Job-Hunting Expert Reveals 3 Strategies For Securing A Job
Published: Feb 06, 2014
February 6, 2014
Three-Step Approach To Finding Work In The Growing Biotech Industry
By Tony Beshara, Creator of The Job Search Solution, for BioSpace.com
In the past decade, U.S. biotech added an average of 9,600 new jobs each year. Employment for biological technicians is expected to grow by 28.2 percent by 2014, while employment for biological scientists is expected to grow by 17 percent, according to the Bureau of Labor Statistics (BLS). What’s more, biomedical engineers are expected to have 21 percent employment growth through 2016—much faster than the average for all occupations.
Whether you are looking for work as a medical scientist, biological technician, lab technicians, biochemist, biomedical engineer, or microbiologist, this three-step program gives you the tools to master the process of finding the job of your dreams.
Step One: Create a list of everyone you know.
Create a list of anyone you know who could help generate job leads—friends, family, neighbors, schoolmates, teammates, or club/society members.
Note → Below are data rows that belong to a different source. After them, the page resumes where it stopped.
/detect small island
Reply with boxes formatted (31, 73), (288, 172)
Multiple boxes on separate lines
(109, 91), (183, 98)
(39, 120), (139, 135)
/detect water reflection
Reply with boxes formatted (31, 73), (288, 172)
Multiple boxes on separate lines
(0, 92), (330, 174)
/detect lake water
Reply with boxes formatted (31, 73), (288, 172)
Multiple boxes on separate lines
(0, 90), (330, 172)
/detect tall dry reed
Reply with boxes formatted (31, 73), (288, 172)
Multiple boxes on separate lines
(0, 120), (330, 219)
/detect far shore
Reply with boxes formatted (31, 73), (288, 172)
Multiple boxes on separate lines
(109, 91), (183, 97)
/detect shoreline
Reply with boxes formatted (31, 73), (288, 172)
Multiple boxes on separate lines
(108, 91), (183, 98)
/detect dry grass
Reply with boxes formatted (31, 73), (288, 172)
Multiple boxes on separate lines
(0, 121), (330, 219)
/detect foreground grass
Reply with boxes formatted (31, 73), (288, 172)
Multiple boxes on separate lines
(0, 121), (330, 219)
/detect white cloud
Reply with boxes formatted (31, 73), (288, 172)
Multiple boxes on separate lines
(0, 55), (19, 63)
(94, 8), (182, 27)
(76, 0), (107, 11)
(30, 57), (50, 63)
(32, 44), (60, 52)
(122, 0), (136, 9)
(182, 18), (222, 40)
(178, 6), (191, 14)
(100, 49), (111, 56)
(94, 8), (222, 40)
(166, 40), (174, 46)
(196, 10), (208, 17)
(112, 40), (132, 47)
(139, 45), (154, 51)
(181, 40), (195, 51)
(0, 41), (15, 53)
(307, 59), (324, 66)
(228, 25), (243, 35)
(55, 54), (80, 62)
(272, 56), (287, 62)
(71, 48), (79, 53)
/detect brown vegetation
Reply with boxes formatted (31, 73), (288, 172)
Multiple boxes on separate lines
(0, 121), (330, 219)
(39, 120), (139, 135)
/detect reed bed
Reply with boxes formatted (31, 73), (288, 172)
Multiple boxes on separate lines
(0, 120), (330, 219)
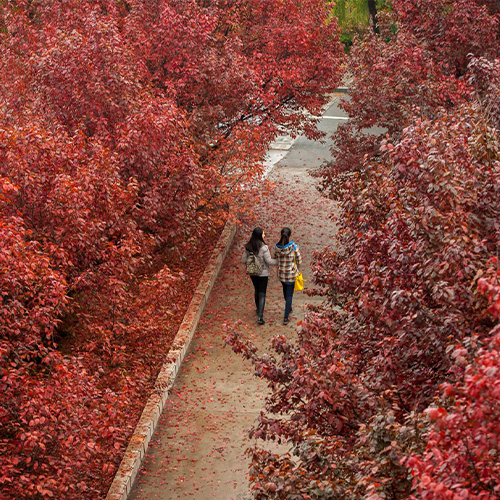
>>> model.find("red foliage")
[0,0,342,499]
[406,278,500,500]
[228,0,500,500]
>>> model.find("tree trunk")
[368,0,379,33]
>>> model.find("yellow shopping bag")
[293,253,304,292]
[294,273,304,292]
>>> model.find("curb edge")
[106,222,236,500]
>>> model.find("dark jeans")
[281,281,295,318]
[250,276,269,308]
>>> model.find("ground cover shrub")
[0,0,342,499]
[227,1,500,500]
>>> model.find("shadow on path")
[131,98,343,500]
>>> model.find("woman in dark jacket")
[241,227,278,325]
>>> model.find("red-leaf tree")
[228,1,500,500]
[0,0,343,499]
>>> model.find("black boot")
[257,293,266,325]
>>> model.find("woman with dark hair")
[241,227,278,325]
[274,227,302,325]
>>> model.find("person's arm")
[241,248,248,264]
[295,245,302,271]
[262,247,278,266]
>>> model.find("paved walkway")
[131,98,345,500]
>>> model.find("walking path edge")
[106,221,236,500]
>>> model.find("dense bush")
[228,0,500,500]
[0,0,342,499]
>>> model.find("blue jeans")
[281,281,295,318]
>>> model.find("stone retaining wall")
[106,222,236,500]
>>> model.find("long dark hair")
[245,227,266,255]
[278,227,292,247]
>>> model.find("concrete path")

Contact everyone on your list, and ask them if they are hiring or know someone who is. If your first round of phone calls, texts, or emails fail to yield anything, contact everyone on your list 30 to 45 days later. Keep in mind that at least 60 percent of all jobs are found by networking.
Step Two: Create a list of every business you know.
Create a list of every business that might be interested in someone with your skills and experience. Finding work is a full-time job, so expect to make 40 to 50 calls to companies each day. The harder you strive, the more “luck” you’ll have. For example, if you are looking for a scientist position, keep a list of top XYZ biotechs as well as startups—you never know what may come up.
Step Three: Prepare when you finally land an interview.
When your efforts pay off, nailing the job interview begins with a considerable amount of preparation:
- Find out exactly what the company wants from a job candidate.
- Learn as much as you can about the company to help you answer interview questions and develop questions to ask the interviewer. For example, if you are applying to big pharma XYZ, you could say: "I know that the company focuses on cancer research. I’m a biologist, so I’d love to know more about the company’s drug development methods. Can you tell me more about the role that your biologists have (or will have) in the product development phase?"
- Make a list of your assets and match them to the job requirements.
- Create a list of your skills, experiences, and professional qualifications that you can expand on with real-life examples or anecdotes during the interview.